Posted: Sat Apr 03, 2021 1:46 pm
by Korona
Use -mstack-alignment=8 in your kernel to make sure that this does not bite you.

Re: Clang emits code making ESP unaligned. Compiler bug?

Posted: Sat Apr 03, 2021 2:26 pm
by vvaltchev
Korona wrote:Use -mstack-alignment=8 in your kernel to make sure that this does not bite you.
Just tried: https://gcc.godbolt.org/z/MGo7f7a8P
Unfortunately, it has no effect :-(

Re: Clang emits code making ESP unaligned. Compiler bug?

Posted: Sat Apr 03, 2021 2:56 pm
by vvaltchev
Update: the problem can be reproduced even by just using _Atomic(bool):
This code:

Code: Select all

#include <inttypes.h>
#include <stdatomic.h>
#include <stdbool.h>

extern _Atomic(bool) var;

void foo(void) {
    atomic_store_explicit(&var, false, memory_order_relaxed);
}
Generates:

Code: Select all

foo:                                    
        push    ebp
        mov     ebp, esp
        sub     esp, 1                          # Unaligned stack ptr!
        mov     byte ptr [ebp - 1], 0
        mov     al, byte ptr [ebp - 1]
        mov     byte ptr [var], al
        add     esp, 1
        pop     ebp
        ret
Check on Compiler Explorer: https://gcc.godbolt.org/z/d891bPjYh

Re: Clang emits code making ESP unaligned. Compiler bug?

Posted: Sat Apr 03, 2021 3:07 pm
by kzinti
I guess the easiest thing to do here then is to align your stack when entering interrupt handlers... It's one more instruction... Not great, but sounds like it is necessary.

Re: Clang emits code making ESP unaligned. Compiler bug?

Posted: Sat Apr 03, 2021 3:11 pm
by thewrongchristian
kzinti wrote:I guess the easiest thing to do here then is to align your stack when entering interrupt handlers... It's one more instruction... Not great, but sounds like it is necessary.
It won't help. The CPU has already pushed the eflags, esp and cs onto the stack with the dodgy alignment before your interrupt code even has a chance to run.

Re: Clang emits code making ESP unaligned. Compiler bug?

Posted: Sat Apr 03, 2021 3:13 pm
by kzinti
thewrongchristian wrote:It won't help. The CPU has already pushed the eflags, esp and cs onto the stack with the dodgy alignment before your interrupt code even has a chance to run.
But that doesn't matter. x86 is perfectly happy working with unaligned addresses.

The concerns as I understand it are:

1) Respecting the ABI
2) Performance when executing kernel code

Both are addressed with aligning the stack before entering C code.

Re: Clang emits code making ESP unaligned. Compiler bug?

Posted: Sat Apr 03, 2021 3:13 pm
by Korona
Hm, that looks quite scary indeed. It'd suggest to report it as a Clang bug (mention the interrupt use case).

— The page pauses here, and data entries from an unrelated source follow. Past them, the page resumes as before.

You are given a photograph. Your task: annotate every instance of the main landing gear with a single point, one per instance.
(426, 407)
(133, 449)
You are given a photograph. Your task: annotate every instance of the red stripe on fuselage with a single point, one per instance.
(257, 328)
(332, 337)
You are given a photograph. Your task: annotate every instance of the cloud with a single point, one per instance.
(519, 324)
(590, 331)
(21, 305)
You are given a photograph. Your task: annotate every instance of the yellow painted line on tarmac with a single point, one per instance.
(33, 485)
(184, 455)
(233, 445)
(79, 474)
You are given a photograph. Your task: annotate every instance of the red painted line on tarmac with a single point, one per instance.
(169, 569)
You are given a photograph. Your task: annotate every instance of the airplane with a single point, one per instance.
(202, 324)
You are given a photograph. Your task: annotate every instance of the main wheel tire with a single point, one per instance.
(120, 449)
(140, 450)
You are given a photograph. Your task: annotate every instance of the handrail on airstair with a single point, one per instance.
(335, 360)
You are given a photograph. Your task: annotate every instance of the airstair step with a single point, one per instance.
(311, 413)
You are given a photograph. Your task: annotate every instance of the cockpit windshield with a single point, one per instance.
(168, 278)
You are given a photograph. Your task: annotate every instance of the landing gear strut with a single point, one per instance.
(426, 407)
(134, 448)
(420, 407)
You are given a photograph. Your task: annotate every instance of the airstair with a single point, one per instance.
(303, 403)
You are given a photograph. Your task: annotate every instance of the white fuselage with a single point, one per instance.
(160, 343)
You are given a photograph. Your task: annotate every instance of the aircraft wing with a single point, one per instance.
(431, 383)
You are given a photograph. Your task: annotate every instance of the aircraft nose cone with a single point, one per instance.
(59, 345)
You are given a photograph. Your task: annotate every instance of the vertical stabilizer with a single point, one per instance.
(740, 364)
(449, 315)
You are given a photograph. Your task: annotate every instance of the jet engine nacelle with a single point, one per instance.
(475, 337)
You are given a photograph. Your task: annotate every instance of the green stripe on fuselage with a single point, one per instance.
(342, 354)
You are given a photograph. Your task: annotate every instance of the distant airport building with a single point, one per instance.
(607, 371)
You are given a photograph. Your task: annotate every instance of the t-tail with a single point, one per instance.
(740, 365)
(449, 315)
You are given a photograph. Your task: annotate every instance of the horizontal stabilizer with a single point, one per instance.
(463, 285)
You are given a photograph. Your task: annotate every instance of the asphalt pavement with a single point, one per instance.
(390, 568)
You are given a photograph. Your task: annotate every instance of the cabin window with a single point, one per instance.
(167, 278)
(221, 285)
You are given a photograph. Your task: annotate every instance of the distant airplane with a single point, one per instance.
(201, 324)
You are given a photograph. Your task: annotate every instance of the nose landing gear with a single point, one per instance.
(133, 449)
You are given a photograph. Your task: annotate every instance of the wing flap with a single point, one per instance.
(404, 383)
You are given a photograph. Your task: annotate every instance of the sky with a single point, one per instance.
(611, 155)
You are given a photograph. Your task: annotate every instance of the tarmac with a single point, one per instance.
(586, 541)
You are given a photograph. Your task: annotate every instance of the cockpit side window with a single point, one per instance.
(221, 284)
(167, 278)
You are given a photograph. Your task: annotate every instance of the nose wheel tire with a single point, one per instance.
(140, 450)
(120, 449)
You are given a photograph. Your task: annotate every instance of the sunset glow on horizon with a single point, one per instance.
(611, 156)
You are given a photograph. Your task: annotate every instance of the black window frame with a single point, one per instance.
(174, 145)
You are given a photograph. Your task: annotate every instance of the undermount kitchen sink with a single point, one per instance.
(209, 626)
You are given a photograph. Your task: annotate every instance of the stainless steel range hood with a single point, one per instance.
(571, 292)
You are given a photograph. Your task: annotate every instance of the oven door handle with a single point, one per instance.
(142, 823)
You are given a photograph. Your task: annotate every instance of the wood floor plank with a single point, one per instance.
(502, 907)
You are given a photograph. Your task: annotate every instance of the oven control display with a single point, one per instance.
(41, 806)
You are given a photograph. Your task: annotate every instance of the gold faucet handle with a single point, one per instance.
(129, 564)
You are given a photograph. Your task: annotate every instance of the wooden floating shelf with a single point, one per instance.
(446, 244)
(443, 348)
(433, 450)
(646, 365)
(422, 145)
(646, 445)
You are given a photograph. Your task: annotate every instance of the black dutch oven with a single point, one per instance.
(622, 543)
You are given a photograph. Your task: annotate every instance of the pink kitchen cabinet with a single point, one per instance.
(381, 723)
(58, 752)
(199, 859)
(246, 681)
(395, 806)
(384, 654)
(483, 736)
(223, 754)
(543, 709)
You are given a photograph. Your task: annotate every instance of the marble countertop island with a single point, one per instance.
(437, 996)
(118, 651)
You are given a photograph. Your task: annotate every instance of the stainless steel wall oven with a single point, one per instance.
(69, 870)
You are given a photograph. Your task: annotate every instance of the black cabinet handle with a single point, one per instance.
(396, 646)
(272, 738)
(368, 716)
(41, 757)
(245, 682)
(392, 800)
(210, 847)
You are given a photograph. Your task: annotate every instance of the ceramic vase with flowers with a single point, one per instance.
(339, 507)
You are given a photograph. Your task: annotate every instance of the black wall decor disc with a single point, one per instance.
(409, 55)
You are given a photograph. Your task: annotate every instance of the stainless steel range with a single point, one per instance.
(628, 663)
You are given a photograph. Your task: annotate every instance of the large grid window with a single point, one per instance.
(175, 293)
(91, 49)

Re: Clang emits code making ESP unaligned. Compiler bug?

Posted: Sat Apr 03, 2021 4:01 pm
by vvaltchev
I reported the bug: https://bugs.llvm.org/show_bug.cgi?id=49828
But later I've also found this: https://groups.google.com/g/llvm-dev/c/ ... O7J0baAAAJ

It looks like @kzinti might be right, but I hope the clang guys will suggest something else (e.g. an option).
The problem is that adjusting the stack pointer doesn't look like so simple to me. Maybe I'm not thinking clearly at the moment, since it's late but, let's still consider my low-level IRQ handler:

Code: Select all

FUNC(asm_irq_entry):

   kernel_entry_common
   push_custom_flags (0)

   push offset .irq_resume
   mov eax, esp
   cld            # Set DF = 0, as C compilers by default assume that.
   push eax
   call irq_entry

   add esp, 8     # Discard the previousy-pushed 'eax' and .irq_resume

.irq_resume:
   pop_custom_flags
   kernel_exit_common

END_FUNC(asm_irq_entry)
Sorry for the assembly macros, but I suppose that with them the code is still understandable.
Now, between "push offset .irq_resume" and "mov eax, esp" I could do something like: "and esp, ~3", and the stack pointer will be aligned but the "struct regs" will be unreadable because now I've moved 0..3 bytes away from it. So, I not only have to re-align the stack pointer, but also shift the whole struct by 0..3 bytes. That's a nightmare.

Btw, do you know my theory about why the Linux guys haven't hit this problem yet? Linux compiles with clang (as far as I know) and it has support for UBSAN as well, but "-fsanitize=alignment" is not turned on for architectures supporting unaligned access. And, even if you turn it on, it will just log a ton of unaligned access warnings. Not panic handling like in my case.

If feel like I have no much choice other than not enabling "-fsanitize=alignment" for clang. Just, I'm tried on having to handle an infinite amount of IFs in the build system and #ifdefs in the code for supporting stuff :-(

Re: Clang emits code making ESP unaligned. Compiler bug?

Posted: Sat Apr 03, 2021 5:12 pm
by thewrongchristian
vvaltchev wrote: Btw, do you know my theory about why the Linux guys haven't hit this problem yet? Linux compiles with clang (as far as I know) and it has support for UBSAN as well, but "-fsanitize=alignment" is not turned on for architectures supporting unaligned access. And, even if you turn it on, it will just log a ton of unaligned access warnings. Not panic handling like in my case.
Your example is not optimized. As soon as you enable even minimal optimization (-O), the problem disappears:

https://gcc.godbolt.org/z/Y4xc66MqT